La admiraba y la admiro en Contra la interpretación, y en ese libro maravilloso titulado Sobre la fotografía. La admiraba y admiro por su parada política en la vida. La admiraba y admiro por esa filmacioncita que le hizo Warhol cuando ella no tendría más que dieciocho años, en la que la hizo quedarse quieta delante de la cámara como a muchos actores y modelos, y Susan fue la única que se hastió y le hizo saber que lo que estaba haciendo era una gran pavada con apenas un gesto desafiante de sus anteojos. Y la admiraba por su pelo negro con una mata blanca, tan fino y tan jevi al mismo tiempo. Y yo iba a estar sentado con ella en un restorán de lujo de Madriz, con su libro al costado, sobre la servilleta, sin entender palabra. Un desperdicio.
Creo que le di un poco de lástima, con mis sonrisas de no cazar ni media coma. Algo me tradujeron, de vez en cuando, y alguna cosa intenté preguntar. Por suerte los postres llegaron, dulces y coloridos. Entonces Juan le pasó mi ejemplar de La mujer del volcán junto a su Montblanc, para que me lo firmara. Y yo le conté mi plan.

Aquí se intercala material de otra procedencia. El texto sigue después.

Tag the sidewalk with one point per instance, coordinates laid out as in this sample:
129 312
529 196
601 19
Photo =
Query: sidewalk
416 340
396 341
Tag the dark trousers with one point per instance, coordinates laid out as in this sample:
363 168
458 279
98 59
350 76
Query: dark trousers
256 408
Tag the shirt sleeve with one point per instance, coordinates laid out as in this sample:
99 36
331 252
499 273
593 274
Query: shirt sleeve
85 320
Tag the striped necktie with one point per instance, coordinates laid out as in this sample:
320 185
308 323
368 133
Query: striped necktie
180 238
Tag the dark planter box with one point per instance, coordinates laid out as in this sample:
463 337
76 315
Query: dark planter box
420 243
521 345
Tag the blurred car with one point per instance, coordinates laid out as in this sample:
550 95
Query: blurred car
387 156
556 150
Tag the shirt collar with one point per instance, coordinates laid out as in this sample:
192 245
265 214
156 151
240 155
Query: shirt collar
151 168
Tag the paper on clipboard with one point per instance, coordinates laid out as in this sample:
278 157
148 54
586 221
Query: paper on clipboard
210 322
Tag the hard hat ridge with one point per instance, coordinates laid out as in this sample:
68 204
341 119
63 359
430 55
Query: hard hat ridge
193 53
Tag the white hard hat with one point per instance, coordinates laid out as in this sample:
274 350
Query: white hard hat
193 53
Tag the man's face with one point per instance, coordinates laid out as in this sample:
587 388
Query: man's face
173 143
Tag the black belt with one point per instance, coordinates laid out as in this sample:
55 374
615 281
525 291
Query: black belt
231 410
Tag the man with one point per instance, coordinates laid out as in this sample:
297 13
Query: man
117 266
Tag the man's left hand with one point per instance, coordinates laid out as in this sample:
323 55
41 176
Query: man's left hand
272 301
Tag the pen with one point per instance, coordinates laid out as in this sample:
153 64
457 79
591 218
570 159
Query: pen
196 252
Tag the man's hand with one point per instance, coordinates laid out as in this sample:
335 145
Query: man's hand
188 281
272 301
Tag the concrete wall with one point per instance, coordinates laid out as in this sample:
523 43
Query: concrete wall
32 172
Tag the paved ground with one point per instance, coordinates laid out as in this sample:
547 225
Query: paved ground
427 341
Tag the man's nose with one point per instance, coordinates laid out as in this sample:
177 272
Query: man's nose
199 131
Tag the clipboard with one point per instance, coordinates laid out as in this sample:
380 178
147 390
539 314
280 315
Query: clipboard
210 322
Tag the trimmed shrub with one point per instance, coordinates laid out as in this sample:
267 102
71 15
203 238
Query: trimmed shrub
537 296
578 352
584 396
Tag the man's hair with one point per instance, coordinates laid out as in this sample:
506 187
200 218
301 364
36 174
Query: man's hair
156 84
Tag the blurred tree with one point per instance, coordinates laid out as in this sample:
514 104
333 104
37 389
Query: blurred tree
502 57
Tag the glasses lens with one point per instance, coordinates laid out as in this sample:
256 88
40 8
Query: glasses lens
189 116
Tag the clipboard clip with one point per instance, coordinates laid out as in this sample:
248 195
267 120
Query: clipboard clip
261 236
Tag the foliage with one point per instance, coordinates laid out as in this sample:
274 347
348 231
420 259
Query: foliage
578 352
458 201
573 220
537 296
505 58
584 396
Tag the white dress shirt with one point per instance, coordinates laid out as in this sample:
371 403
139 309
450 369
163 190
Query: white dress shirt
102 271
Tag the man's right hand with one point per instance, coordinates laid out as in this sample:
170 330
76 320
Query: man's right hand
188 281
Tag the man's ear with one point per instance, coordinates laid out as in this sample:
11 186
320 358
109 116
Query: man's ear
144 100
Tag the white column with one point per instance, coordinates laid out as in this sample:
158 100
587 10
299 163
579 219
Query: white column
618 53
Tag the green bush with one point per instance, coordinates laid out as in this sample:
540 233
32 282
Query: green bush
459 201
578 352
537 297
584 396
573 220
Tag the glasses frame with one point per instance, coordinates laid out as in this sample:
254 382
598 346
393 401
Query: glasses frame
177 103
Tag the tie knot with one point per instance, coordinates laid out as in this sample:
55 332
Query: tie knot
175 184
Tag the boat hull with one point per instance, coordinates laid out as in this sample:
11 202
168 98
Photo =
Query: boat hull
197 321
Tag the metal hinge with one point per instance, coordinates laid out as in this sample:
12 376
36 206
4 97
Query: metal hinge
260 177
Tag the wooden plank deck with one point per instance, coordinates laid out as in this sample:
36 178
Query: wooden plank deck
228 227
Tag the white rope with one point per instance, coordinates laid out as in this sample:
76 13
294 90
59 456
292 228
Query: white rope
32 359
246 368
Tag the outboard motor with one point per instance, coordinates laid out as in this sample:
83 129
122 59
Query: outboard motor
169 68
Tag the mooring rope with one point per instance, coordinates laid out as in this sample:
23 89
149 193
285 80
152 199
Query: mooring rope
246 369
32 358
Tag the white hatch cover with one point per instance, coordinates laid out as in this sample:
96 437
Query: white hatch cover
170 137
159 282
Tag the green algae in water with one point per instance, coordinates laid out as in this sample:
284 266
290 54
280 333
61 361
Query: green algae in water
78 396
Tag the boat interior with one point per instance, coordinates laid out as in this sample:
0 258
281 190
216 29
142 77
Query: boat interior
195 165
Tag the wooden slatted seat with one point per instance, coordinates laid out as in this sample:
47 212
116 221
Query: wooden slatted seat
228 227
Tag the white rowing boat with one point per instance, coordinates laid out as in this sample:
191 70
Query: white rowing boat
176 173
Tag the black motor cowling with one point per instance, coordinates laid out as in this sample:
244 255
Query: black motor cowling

Le dije que tenía un amigo en la Argentina llamado Elvio Gandolfo, que era un gran escritor y le había dedicado un cuento, “La yanqui y el polaco”. Hizo un gesto de halago pero sin mucha gracia. Juan empezó a traducir, confiando en que iba a decir algo a la altura de un intelectual. En el cuento Gandolfo se levantaba una minita, la pasaba bomba en la costanera, iban a comer a un carrito y a un telo y, al final de la noche, le preguntaba el nombre. La mina decía Susan Sontag. Observé que no le gustó. Dejó de revolver el café para mirarme directo a los ojos. Le expliqué con gestos y algunos neologismos americanos –Juan acababa de abandonar la traducción con ojos espantados– que quería que le dedicara el libro a Elvio, con una frase simpática que hablara de esa noche en Buenos Aires. La miró a Amaya esperando encontrar apoyo femenino. Le dijo algo como que era una mentira, y que escribir esa dedicatoria para ella era imposible, dada su condición. Amaya quiso ser efectiva cuando tradujo “condición”. Yo entendí que se trataba de la condición de escritor, y le repetí que Elvio también lo era. Anoté el nombre de él en una servilleta, para que ella lo pudiera copiar. Sonreí ampliamente. Sontag no. “It’s a joke!”, dije. Para ella no lo era. Juan me dijo rápidamente que me dejara de joder, me devolvió el libro y siguió con su whisky. El pelo de Sontag, con su mancha blanca, dejó de parecerme inquietante. A esa altura era la cola de zorrino de Pepe L’amour.
Al otro día me llamaron de Alfaguara para que fuera a recoger un paquete. Sontag había autografiado un ejemplar. Lo hizo al fin de esa noche, muerta de risa. Me tradujeron la dedicatoria, era más de lo que le había pedido. Hablaba del amor que había sentido frente al Río de la Plata, algo así como “para Elvio, por la noche de amor que me hizo vivir en Buenos Aires”. El regalo perfecto.
Dos semanas después dejé el libro empaquetado en el domicilio de Elvio de la calle Serrano. Me atendió el portero. Elvio pasó más de tres meses sin venir a Buenos Aires. Cuando llegó tenía un montón de paquetes y cartas, me dijo. Que a lo mejor el portero lo extravió. Que nunca llegó a recibirlo. Que iba a ver.
El cuento está tomado del libro Ferrocarriles argentinos (Ediciones El Andariego).